J’ai pris l’habitude de voyager seul en vélo. Je trouve que c’est la meilleure façon de voyager sans contrainte, ou presque. C’est ce que je recherche, je veux pouvoir me sentir libre, me perdre dans mes pensées au fil des paysages que je traverse, des odeurs ou des bruits qui passent. […] Je voyage seul par choix, je mène ma barque tranquillement comme ça. C’est plaisant d’être seul parfois.

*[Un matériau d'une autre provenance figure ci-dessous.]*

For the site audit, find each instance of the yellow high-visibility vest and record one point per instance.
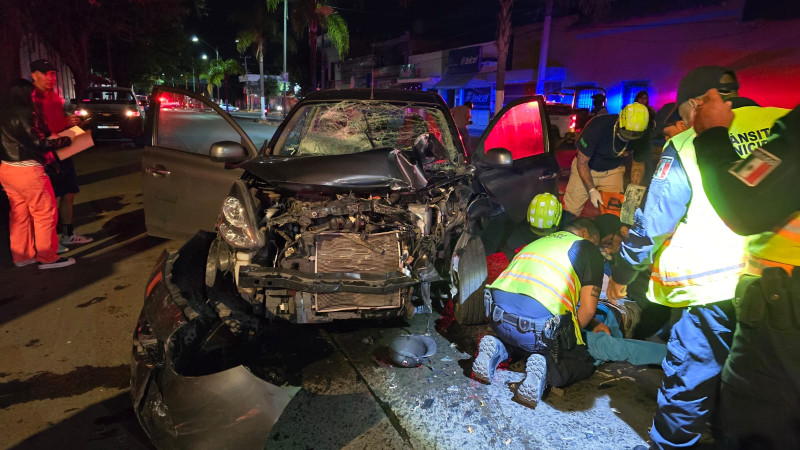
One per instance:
(703, 259)
(543, 271)
(780, 248)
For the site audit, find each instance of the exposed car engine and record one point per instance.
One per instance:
(311, 242)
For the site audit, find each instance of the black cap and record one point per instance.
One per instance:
(42, 65)
(700, 80)
(607, 224)
(667, 115)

Mais vous savez, même si je voyage seul, je rencontre tout un tas de gens sur la route, en voici la preuve. […] Je ne sais pas vous, mais j’ai l’impression qu’à vélo on attire toujours de la sympathie. D’autant plus avec mon nouveau vélo qui est peu commun. […]
Là je n’ai que deux semaines de vacances, j’en profite pour voyager en France. Quand je peux, je préfère partir plus longtemps, ça me permet d’aller plus loin. L’an dernier je suis allé jusqu’en Grèce, j’y suis allé au début de l’automne pour éviter les chaleurs et la foule de touristes […] Mes voyages ne me coûtent pas grand-chose. En dépense, j’ai surtout les repas et le logement. Et encore, le logement, quand je peux, je plante la tente ou je loge chez des habitants qui m’accueillent. […]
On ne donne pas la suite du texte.